Servicing

Treasury restores HAMP payments to BofA, Chase

The Treasury Department will restore permanent Home Affordable Modification Program payments to Bank of America (BAC) and JPMorgan Chase (JPM).

Early last year, the Treasury reviewed past grievances such as lost paperwork, poor borrower responses, improper evaluations, and others.

The three largest servicers BofA, Chase and Wells Fargo (WFC) needed substantial improvement under HAMP, and the Treasury temporarily withheld incentive payments to each.

Wells was the first lender to earn back its payments early in 2011, followed by BofA in the third quarter. According to the fourth-quarter report released Friday, the Treasury said Chase finally made enough improvements. As a result, the withheld payments will be restored.

The Treasury will give back $89.1 million to Chase withheld since June 2011. BofA received $81.7 million in HAMP payments back for rebounding in the third quarter report.

“Today the Treasury made it official that no bank will ever be penalized for the almost limitless misconduct committed under this program,” said former Special Inspector General for the Troubled Asset Relief Program Neil Barofsky in an interview with HousingWire. “They’ve sent a disgraceful message.”

The Treasury did not give any deadline to the servicers needing to make vast corrections, implying that a further crack down or deeper investigation would have slowed an already disappointing program.

Participating servicers started 18,000 permanent modifications in January and began 951,000 since the program launched in March 2009. It will fall far short of the once estimated 3 million to 4 million borrowers.

Barofsky said officials once told SIGTARP there would be roughly 25,000 permanent workouts per week.

As of Dec. 31, the Treasury allocated nearly $30 billion to servicers participating under HAMP.

According to the latest HAMP report, seven servicers still need moderate improvements, including BofA, Chase, Wells, American Home Mortgage Servicing, Citigroup (C), Ally Financial (GJM), and Ocwen Financial (OCN).

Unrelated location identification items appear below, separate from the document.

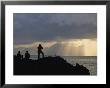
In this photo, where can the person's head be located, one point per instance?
(18, 51)
(39, 44)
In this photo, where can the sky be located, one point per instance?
(63, 32)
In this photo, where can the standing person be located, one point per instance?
(40, 51)
(27, 55)
(19, 56)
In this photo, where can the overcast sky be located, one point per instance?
(31, 27)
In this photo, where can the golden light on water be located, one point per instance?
(73, 47)
(79, 47)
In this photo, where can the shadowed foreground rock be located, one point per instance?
(47, 66)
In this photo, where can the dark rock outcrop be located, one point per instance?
(47, 66)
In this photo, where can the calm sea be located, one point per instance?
(90, 62)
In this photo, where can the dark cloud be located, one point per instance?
(30, 27)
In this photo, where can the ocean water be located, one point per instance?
(90, 62)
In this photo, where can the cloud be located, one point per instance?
(30, 27)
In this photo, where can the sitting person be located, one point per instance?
(19, 56)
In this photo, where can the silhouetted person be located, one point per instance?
(40, 51)
(19, 56)
(27, 55)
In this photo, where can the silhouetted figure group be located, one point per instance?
(27, 55)
(20, 56)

Two servicers need only minor improvements including OneWest Bank and Select Portfolio Servicing, the report said.

“We’ve worked very hard to make substantial improvements to our servicing business. We’re continuing to make demonstrable progress across mortgage banking and won’t be satisfied until we get the highest rating from the HAMP audit,” a Chase spokesman said.

The Treasury said HAMP helped establish standards mortgage servicers may use to implement larger proprietary programs. HAMP redefault rates are significantly lower than private programs as well. The Treasury changed program guidelines again in January to allow more borrowers to enter the program and provide more incentive for principal reduction, though no official estimates are provided.

Tim Massad, assistant secretary for financial stability at the Treasury, said the assessments are a principal tool used to measure improvements in the mortgage servicing industry.

“By shining the spotlight on key practices, we have prompted servicers to improve their implementation of the Making Home Affordable Program. However, there is still more work to be done to ensure that the industry treats all borrowers properly,” Massad said, adding the recent $25 billion servicing settlement will also help compliance efforts.

A new mortgage fraud task force headed by New York Attorney General Eric Schneiderman launched investigations into mortgage fraud during the crisis.

Barofsky, now a senior fellow at New York University, said not even Schneiderman has the authority to go after HAMP violations, which he saw often while in charge of SIGTARP.

“If they violated contracts with the Treasury, then only the Treasury will be able to go after them,” Barofsky said. “But by not enforcing any rules under the program, they’ve created the ultimate moral hazard.”